Officers carrying stun guns ‘more likely to use force’

Officers carrying stun guns ‘more likely to use force’

A new study has found that police officers carrying Taser electronic weapons are almost half as likely to use force and are also more likely to be assaulted.

The year-long University of Cambridge study found that City of London police de-holstered stun guns on nine occasions and fired on two. Having concluded the study, the researchers also claim that those carrying tasers were also more likely to use other types of force, such as handcuffing and CS spray, than those without the weapons.
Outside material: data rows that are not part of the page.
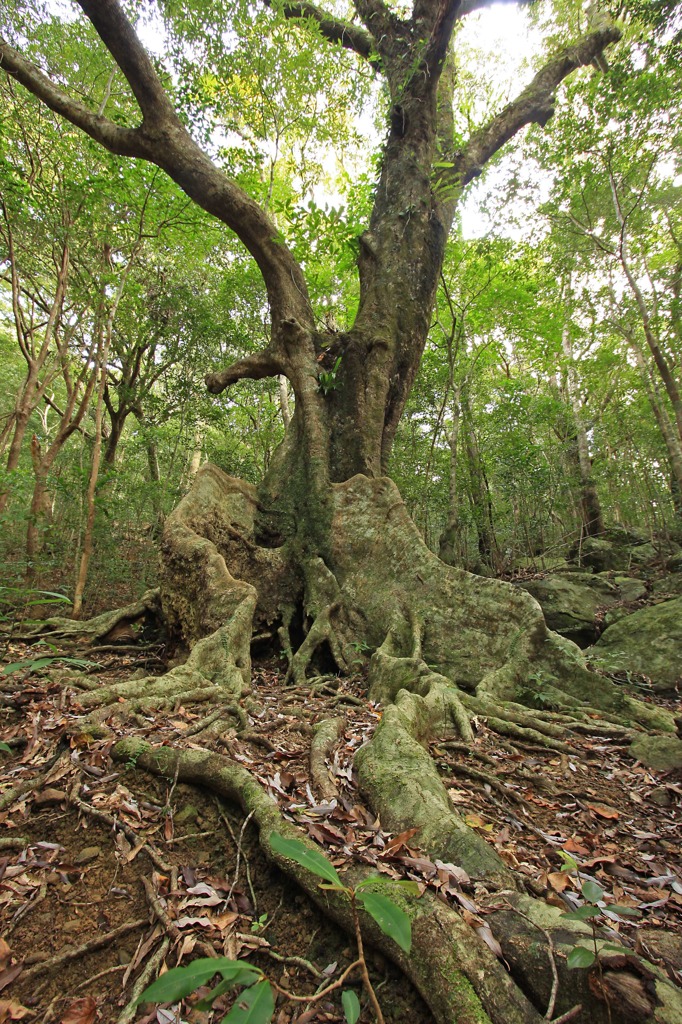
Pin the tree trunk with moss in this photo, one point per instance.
(323, 556)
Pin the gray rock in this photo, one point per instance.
(87, 854)
(664, 753)
(570, 602)
(647, 642)
(670, 586)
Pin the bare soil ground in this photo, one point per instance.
(99, 864)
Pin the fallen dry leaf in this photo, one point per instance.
(81, 1012)
(10, 1010)
(558, 881)
(604, 812)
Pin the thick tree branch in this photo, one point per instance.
(535, 103)
(254, 368)
(163, 139)
(377, 17)
(123, 141)
(469, 6)
(352, 37)
(119, 36)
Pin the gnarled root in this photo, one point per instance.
(464, 982)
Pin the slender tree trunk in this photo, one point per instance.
(591, 515)
(479, 493)
(88, 535)
(665, 371)
(668, 431)
(449, 539)
(284, 401)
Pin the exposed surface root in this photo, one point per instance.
(325, 737)
(466, 984)
(101, 628)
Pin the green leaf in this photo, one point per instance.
(583, 913)
(569, 863)
(391, 920)
(592, 892)
(246, 977)
(580, 956)
(255, 1006)
(351, 1007)
(180, 981)
(311, 859)
(625, 911)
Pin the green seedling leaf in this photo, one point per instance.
(391, 920)
(583, 913)
(580, 956)
(255, 1006)
(180, 981)
(246, 977)
(592, 892)
(37, 663)
(409, 887)
(624, 911)
(351, 1007)
(569, 863)
(312, 860)
(371, 880)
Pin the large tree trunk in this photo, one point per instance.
(591, 517)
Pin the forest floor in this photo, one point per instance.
(100, 862)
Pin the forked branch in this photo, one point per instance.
(534, 104)
(263, 364)
(163, 139)
(336, 30)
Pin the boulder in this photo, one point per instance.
(620, 549)
(570, 602)
(647, 642)
(662, 753)
(669, 586)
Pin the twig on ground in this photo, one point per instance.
(13, 842)
(100, 974)
(27, 908)
(87, 947)
(115, 823)
(568, 1016)
(153, 965)
(159, 909)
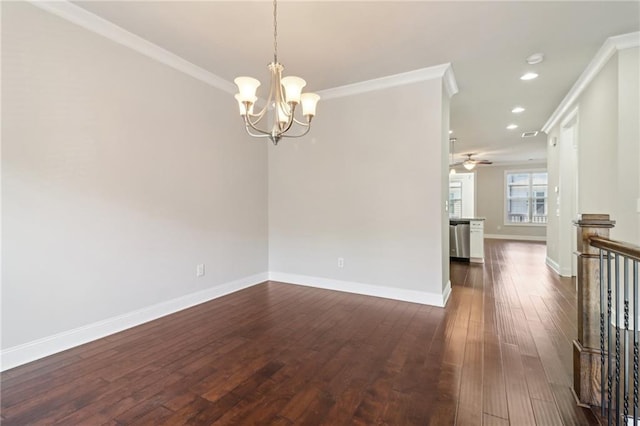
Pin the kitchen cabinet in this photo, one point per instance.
(476, 241)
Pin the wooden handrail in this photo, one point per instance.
(628, 250)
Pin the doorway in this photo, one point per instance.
(568, 195)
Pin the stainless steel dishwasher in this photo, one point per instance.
(459, 232)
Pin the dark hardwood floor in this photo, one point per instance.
(498, 354)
In fact, use of force by officers carrying stun guns was 48 per cent higher than among those who were unarmed.

Therefore, the findings suggest stun guns aid the ‘weapons effect’, a long-established psychological phenomenon whereby sight of a weapon increases aggressive behaviour.
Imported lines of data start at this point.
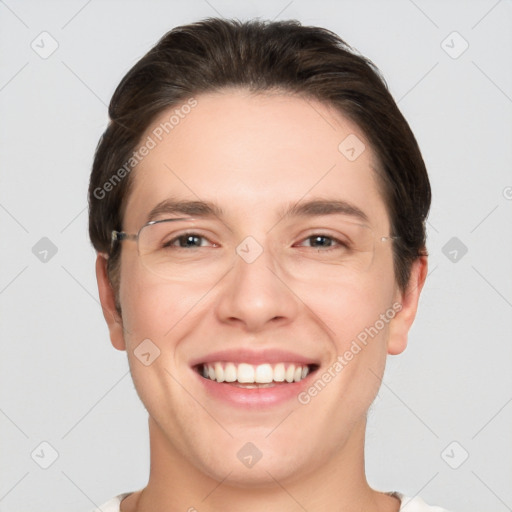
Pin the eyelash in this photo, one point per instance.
(338, 243)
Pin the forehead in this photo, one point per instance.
(254, 154)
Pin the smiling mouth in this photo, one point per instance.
(251, 376)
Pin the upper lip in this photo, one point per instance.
(244, 355)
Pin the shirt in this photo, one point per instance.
(415, 504)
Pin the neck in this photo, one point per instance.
(337, 483)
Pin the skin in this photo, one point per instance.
(253, 155)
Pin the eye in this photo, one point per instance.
(321, 241)
(188, 240)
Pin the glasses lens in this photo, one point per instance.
(182, 250)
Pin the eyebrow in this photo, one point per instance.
(182, 207)
(312, 208)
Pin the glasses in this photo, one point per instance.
(186, 249)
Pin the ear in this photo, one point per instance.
(402, 322)
(108, 303)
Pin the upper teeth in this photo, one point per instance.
(248, 373)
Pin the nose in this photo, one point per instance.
(255, 295)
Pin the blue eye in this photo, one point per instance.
(187, 240)
(322, 242)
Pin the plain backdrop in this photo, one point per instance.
(442, 421)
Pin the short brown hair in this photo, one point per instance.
(260, 56)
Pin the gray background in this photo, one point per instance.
(62, 383)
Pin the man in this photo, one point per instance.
(258, 206)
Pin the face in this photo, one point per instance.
(278, 273)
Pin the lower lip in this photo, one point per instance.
(255, 397)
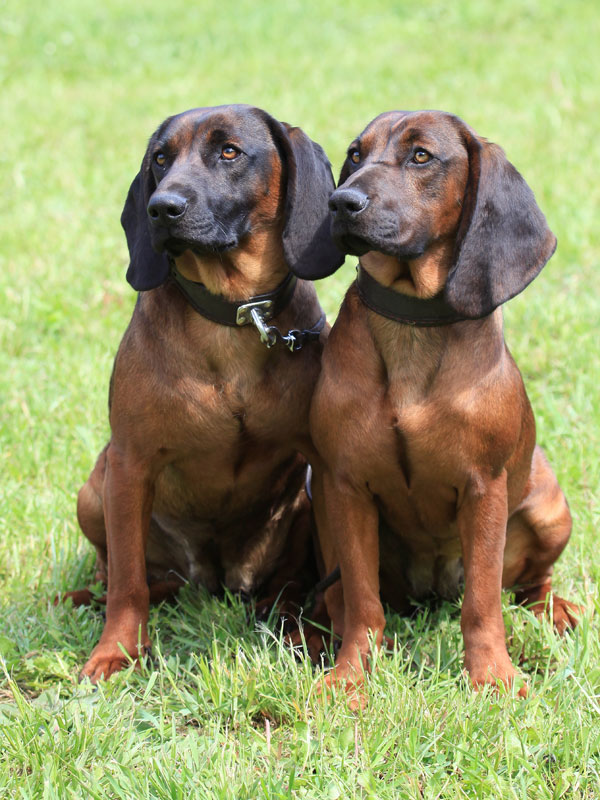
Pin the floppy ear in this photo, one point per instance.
(503, 240)
(147, 268)
(309, 249)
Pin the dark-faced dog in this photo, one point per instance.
(428, 474)
(203, 478)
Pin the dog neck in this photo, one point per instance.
(414, 355)
(256, 266)
(422, 277)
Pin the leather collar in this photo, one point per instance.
(234, 312)
(401, 307)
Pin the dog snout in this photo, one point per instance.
(166, 208)
(348, 202)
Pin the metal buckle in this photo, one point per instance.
(245, 315)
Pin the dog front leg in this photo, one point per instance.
(128, 495)
(349, 518)
(482, 520)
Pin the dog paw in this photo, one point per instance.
(493, 670)
(565, 615)
(106, 659)
(348, 684)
Although the number of physical assaults against officers was only recorded as six during stun gun-carrying shifts, this was compared with three on shifts without them, meaning the researchers concluded that the doubling was significant because such assaults were so rare.
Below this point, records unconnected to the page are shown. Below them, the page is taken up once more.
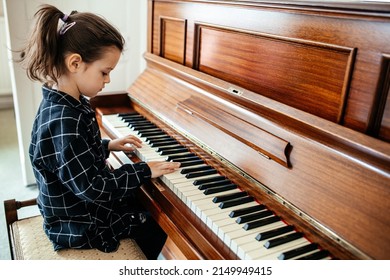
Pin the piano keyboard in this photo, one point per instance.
(247, 227)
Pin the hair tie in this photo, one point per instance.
(66, 26)
(65, 17)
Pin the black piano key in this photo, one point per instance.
(152, 138)
(208, 180)
(227, 197)
(195, 169)
(254, 216)
(185, 155)
(260, 223)
(282, 240)
(157, 140)
(134, 118)
(214, 190)
(273, 232)
(163, 143)
(246, 210)
(174, 151)
(214, 184)
(235, 202)
(128, 114)
(186, 163)
(149, 133)
(316, 255)
(298, 251)
(142, 125)
(201, 173)
(168, 148)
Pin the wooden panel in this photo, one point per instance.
(381, 112)
(173, 38)
(307, 75)
(353, 42)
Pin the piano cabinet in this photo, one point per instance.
(290, 103)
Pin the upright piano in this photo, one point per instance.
(279, 112)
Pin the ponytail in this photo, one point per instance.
(56, 34)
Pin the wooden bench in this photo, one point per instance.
(28, 241)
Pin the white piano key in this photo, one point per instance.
(273, 253)
(242, 242)
(249, 236)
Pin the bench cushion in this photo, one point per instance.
(31, 243)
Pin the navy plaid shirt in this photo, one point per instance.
(78, 194)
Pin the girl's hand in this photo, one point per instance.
(159, 168)
(126, 144)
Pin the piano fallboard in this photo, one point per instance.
(289, 104)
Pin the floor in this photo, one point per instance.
(11, 185)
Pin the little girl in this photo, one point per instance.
(84, 203)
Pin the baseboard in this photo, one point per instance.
(6, 101)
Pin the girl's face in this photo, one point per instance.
(93, 76)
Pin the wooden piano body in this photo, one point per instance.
(290, 100)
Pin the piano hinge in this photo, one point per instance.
(235, 91)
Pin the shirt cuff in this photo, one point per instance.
(105, 147)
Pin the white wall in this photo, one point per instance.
(128, 16)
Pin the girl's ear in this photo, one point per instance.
(73, 62)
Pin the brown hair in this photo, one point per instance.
(49, 43)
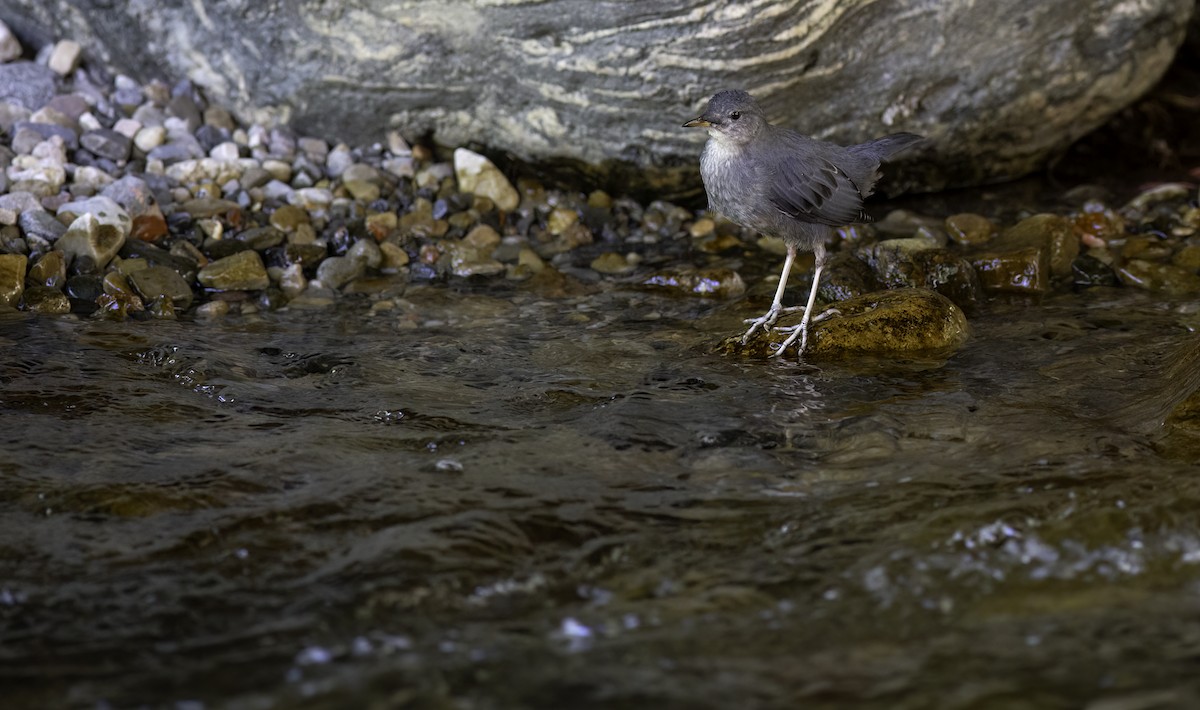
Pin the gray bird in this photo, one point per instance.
(781, 184)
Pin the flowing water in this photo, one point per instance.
(492, 497)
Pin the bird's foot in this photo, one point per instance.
(801, 331)
(765, 322)
(798, 331)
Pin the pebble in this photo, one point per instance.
(1165, 278)
(479, 175)
(1018, 271)
(103, 209)
(888, 324)
(46, 300)
(237, 272)
(612, 263)
(969, 229)
(335, 271)
(91, 241)
(49, 270)
(10, 47)
(12, 278)
(65, 56)
(159, 282)
(1051, 233)
(721, 283)
(107, 144)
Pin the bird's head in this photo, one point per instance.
(731, 116)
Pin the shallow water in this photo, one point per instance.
(491, 497)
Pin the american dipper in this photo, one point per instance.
(781, 184)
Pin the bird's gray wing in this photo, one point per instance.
(805, 185)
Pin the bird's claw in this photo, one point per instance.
(765, 322)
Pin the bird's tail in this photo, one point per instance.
(882, 149)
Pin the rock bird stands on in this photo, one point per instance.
(781, 184)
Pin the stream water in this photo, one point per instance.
(491, 497)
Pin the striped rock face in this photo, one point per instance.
(599, 89)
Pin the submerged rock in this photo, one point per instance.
(1020, 271)
(12, 278)
(892, 324)
(243, 271)
(721, 283)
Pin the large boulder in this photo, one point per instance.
(603, 86)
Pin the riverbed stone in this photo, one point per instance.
(41, 224)
(1024, 271)
(155, 282)
(107, 144)
(1023, 98)
(51, 269)
(46, 300)
(685, 281)
(237, 272)
(335, 271)
(479, 175)
(970, 229)
(887, 324)
(91, 240)
(1053, 233)
(1164, 278)
(103, 209)
(12, 278)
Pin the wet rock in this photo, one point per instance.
(892, 260)
(41, 224)
(28, 84)
(382, 224)
(366, 252)
(1188, 257)
(10, 47)
(970, 229)
(561, 220)
(612, 263)
(262, 238)
(479, 175)
(1019, 271)
(305, 254)
(161, 282)
(888, 324)
(119, 299)
(49, 270)
(720, 283)
(292, 281)
(30, 133)
(184, 265)
(83, 290)
(103, 209)
(1051, 233)
(65, 56)
(394, 257)
(12, 278)
(468, 259)
(89, 239)
(336, 271)
(43, 299)
(213, 310)
(162, 308)
(240, 271)
(1087, 271)
(846, 276)
(1165, 278)
(107, 144)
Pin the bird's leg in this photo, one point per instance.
(802, 330)
(777, 306)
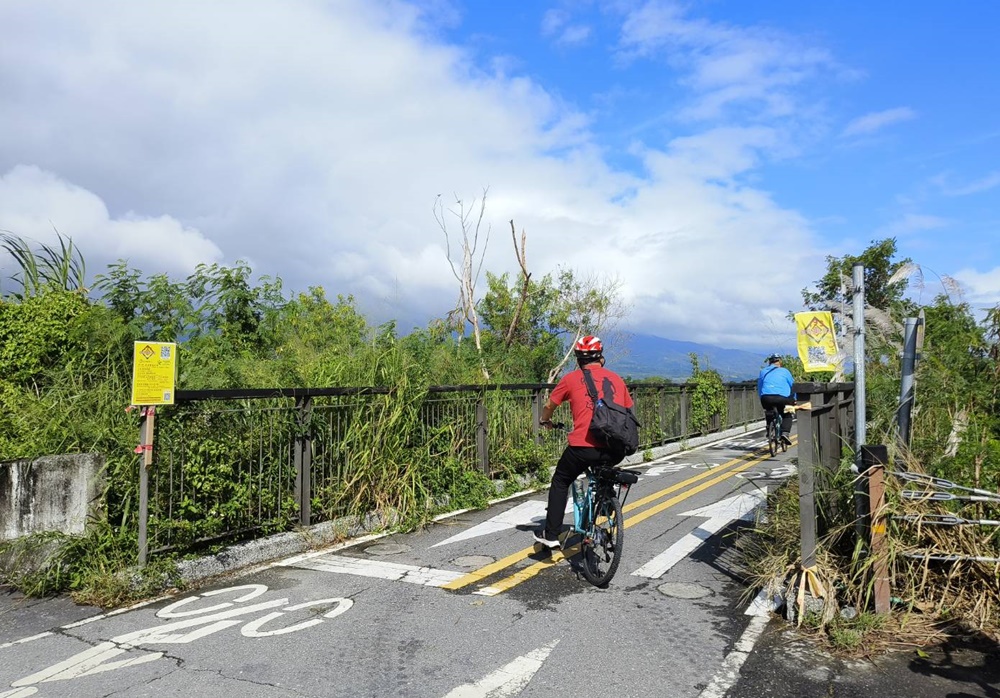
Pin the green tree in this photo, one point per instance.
(884, 286)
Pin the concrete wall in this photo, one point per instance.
(52, 493)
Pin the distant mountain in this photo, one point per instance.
(646, 356)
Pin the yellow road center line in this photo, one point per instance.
(529, 572)
(503, 563)
(494, 567)
(681, 485)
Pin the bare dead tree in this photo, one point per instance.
(522, 260)
(467, 271)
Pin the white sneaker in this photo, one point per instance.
(543, 538)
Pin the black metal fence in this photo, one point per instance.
(825, 430)
(235, 463)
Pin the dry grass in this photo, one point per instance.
(932, 599)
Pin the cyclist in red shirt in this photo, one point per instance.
(582, 449)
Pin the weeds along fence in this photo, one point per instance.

Barak Ariel, lead author, said: “The very presence of the weapon led to increased hostility between the police and public. There are some people, probably the kind of people that come into contact with the police, that respond negatively to weapons, it provokes them. If the presence of weapons can lead to aggression by suspects, so its concealment should be able to reduce aggression and increase officer safety.”

The study has been published in the Criminal Justice and Behaviour journal.